1

I have this problem where I need to queue a page link with TaskQueue:

        Queue queue = QueueFactory.getDefaultQueue();
        for (String href : hrefs){
            href = baseUrl + href;
            pageLinks = pageLinks + "\n" + href;
            queue.add(TaskOptions.Builder
                .withUrl("/crawler")
                .param("url", href));
          l("Added to queue url=["+href+"]");               
        }

The problem here is that, I think the URL that gets passed into the queue contains ?'s for Arabic characters. As it keeps on rescheduling.
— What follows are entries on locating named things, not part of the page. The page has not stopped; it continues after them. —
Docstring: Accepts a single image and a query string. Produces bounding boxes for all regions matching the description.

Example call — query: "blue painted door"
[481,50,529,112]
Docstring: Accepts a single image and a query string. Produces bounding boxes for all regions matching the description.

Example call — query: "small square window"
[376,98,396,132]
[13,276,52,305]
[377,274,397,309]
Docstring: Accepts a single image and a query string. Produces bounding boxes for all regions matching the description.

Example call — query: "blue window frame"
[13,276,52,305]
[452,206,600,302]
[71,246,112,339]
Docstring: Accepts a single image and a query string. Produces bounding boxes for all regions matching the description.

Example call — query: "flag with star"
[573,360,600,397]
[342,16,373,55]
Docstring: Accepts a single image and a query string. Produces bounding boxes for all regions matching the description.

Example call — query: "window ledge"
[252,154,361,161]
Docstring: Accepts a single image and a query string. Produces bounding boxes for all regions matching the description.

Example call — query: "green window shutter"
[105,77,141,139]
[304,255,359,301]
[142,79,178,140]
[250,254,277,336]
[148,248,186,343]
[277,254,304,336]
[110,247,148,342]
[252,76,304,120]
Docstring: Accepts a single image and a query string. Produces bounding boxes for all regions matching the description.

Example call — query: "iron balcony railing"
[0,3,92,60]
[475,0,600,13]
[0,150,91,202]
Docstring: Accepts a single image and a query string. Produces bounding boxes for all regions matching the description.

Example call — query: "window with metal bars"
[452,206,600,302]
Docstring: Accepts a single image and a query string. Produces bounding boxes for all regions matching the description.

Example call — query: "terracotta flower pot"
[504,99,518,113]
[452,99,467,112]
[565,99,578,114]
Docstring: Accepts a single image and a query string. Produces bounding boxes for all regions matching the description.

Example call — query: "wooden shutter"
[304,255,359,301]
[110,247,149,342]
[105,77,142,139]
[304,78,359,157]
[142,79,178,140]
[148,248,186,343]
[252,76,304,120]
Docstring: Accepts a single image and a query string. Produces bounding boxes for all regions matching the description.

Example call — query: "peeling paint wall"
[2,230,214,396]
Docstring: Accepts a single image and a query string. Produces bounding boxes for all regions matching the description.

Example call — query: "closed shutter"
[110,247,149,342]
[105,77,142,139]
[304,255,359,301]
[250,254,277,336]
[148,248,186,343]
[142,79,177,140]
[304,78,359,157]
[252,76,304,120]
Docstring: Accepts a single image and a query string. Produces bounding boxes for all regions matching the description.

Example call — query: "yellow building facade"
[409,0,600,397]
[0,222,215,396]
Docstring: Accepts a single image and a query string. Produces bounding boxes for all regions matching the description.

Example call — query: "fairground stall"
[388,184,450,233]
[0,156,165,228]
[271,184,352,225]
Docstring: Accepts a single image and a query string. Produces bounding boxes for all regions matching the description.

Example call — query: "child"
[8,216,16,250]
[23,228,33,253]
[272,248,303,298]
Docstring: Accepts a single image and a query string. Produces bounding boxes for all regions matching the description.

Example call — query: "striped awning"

The String pageLinks however is outputed in the browser through Spring MVC, and I can properly see the Arabic character being displayed. So I'm pretty the links are ok.

If I copy one of the links output on the browser, and paste it to the browser URL it works fine. So I'm pretty sure that the reason that the queue keeps on recheduling because it gets the wrong URL.

What could I be missing here? Do I need to convert the String href before passing it into the queue?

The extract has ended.